Hospitals and physicians are under constant pressure to control costs and expand access to services while maintaining or improving the quality of care they provide their patients.  As a result, health care organizations are searching for ways to deliver more cost effective, higher quality care.  Some organizations are applying quality-control principles developed for industry to the health care field.  Continuous quality improvement/total quality management (CQI/TQM) is a structured, systematic process for creating organization-wide participation in planning and implementing continuous improvement in quality.  Five key criteria of CQI/TQM are:

  • focus on underlying organizational processes and systems as causes of failure,
  • structured problem-solving approaches based on statistical analysis,
  • use of cross-functional employee teams,
  • employee empowerment to identify problems and opportunities and to take appropriate action,
  • and explicit focus on internal and external customers.

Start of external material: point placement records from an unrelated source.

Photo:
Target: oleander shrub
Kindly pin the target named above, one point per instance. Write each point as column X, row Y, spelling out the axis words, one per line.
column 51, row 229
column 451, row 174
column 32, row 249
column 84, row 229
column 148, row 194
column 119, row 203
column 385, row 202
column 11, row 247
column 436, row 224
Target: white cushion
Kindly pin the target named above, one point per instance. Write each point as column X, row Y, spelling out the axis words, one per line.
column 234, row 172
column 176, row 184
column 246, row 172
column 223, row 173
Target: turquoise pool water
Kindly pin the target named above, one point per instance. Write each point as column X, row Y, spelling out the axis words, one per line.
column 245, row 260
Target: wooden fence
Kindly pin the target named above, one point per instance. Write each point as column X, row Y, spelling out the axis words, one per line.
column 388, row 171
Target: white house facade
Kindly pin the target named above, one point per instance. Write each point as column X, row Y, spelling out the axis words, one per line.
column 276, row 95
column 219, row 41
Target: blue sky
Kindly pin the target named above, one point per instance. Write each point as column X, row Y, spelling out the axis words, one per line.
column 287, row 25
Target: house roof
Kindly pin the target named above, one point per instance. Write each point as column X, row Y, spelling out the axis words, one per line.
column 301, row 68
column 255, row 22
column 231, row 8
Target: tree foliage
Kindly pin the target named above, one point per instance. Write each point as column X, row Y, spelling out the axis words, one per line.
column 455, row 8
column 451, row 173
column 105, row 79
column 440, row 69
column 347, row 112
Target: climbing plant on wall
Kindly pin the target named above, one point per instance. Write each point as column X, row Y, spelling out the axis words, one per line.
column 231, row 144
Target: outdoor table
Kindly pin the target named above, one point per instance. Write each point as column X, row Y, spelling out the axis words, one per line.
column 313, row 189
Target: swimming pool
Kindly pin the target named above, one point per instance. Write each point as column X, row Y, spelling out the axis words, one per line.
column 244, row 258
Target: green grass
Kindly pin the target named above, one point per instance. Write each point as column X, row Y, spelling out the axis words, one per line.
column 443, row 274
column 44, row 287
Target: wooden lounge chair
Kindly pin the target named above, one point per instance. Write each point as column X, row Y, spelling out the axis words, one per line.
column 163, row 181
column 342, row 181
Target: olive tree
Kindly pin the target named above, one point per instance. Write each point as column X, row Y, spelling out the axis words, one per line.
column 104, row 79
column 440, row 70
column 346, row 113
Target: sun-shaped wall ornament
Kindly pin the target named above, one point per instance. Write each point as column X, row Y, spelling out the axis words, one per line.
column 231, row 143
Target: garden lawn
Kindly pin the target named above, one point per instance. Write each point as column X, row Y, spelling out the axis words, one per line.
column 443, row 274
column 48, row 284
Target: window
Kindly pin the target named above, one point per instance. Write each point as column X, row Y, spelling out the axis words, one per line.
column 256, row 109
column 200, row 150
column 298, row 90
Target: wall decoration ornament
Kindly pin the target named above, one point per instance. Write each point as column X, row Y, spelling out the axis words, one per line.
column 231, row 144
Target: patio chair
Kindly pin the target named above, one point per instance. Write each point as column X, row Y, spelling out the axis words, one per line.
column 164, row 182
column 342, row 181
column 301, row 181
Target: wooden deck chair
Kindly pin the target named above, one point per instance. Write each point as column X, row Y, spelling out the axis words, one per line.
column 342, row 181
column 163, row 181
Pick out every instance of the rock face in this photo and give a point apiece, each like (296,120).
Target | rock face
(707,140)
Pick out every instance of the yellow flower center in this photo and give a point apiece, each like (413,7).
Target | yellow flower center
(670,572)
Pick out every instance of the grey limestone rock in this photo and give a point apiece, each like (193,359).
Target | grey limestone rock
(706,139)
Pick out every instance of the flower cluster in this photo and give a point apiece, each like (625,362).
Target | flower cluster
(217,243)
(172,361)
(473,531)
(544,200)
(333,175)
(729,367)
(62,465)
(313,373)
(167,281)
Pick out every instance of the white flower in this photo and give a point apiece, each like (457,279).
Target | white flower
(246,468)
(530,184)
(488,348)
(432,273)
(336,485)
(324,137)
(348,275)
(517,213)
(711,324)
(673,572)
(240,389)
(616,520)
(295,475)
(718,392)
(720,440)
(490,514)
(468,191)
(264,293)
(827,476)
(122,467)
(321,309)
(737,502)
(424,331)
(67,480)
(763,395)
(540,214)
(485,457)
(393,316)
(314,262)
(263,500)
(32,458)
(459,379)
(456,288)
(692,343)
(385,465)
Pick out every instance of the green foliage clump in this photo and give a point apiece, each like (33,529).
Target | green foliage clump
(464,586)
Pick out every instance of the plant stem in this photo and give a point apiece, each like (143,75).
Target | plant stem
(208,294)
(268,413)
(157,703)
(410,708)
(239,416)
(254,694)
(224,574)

Applying CQI/TQM has been proven successful in industry, but does it make a difference in health care organizations?  To find out, a research initiative led by Drs. Shortell and Hughes examined the relationship between quality improvement processes and selected outcomes in 61 hospitals.  As part of their study, primary data were collected from more than 7,000 respondents on measures related to their organization’s:

  • implementation of CQI/TQM key criteria,
  • culture,
  • approaches to implementation,
  • and the perceived impact of quality improvement initiatives.

The data were combined with independently collected data on perceived impact and objective measures of clinical efficiency (based on charges and length of stay) for six clinical conditions: acute myocardial infarction, chronic obstructive pulmonary disease, congestive heart failure, pneumonia, stroke, and hip replacement.

Among the study’s results, researchers found that hospital culture and implementation approach are strongly associated with a greater degree of quality improvement implementation—data revealed a significant reduction in the duration of hospital stays as well as reduced charges for several acute conditions.  Hospitals with cultures that emphasized teamwork, support, development of everyone’s potential, and willingness to take risks experienced a high degree of reported quality improvement.  Hospitals whose approach to implementation emphasized decentralized control, empowerment, and “just-in-time” training of physicians also reported a greater degree of implementation.  Whether or not a hospital adopted all five “essential” criteria for CQI/THM did not make a difference in the actual degree of quality implementation that occurred.  What really mattered was whether the hospital’s culture supported quality improvement work and whether its approach encourages flexible implementation methods.

A more negative finding revealed that most of the 61 organizations that took part in the study had failed to integrate a strategic vision into the understanding and implementation of their quality process.  This omission resulted in lack of physician involvement in clinical applications of best practice standards and lack of understanding by medical staff responsible for implementing the strategy.  Among the researchers’ practical suggestions is that health care organizations actively engage physician interest in CQI/THM by focusing on strategically important clinical objectives. This is integral to the successful implementation of a quality improvement plan.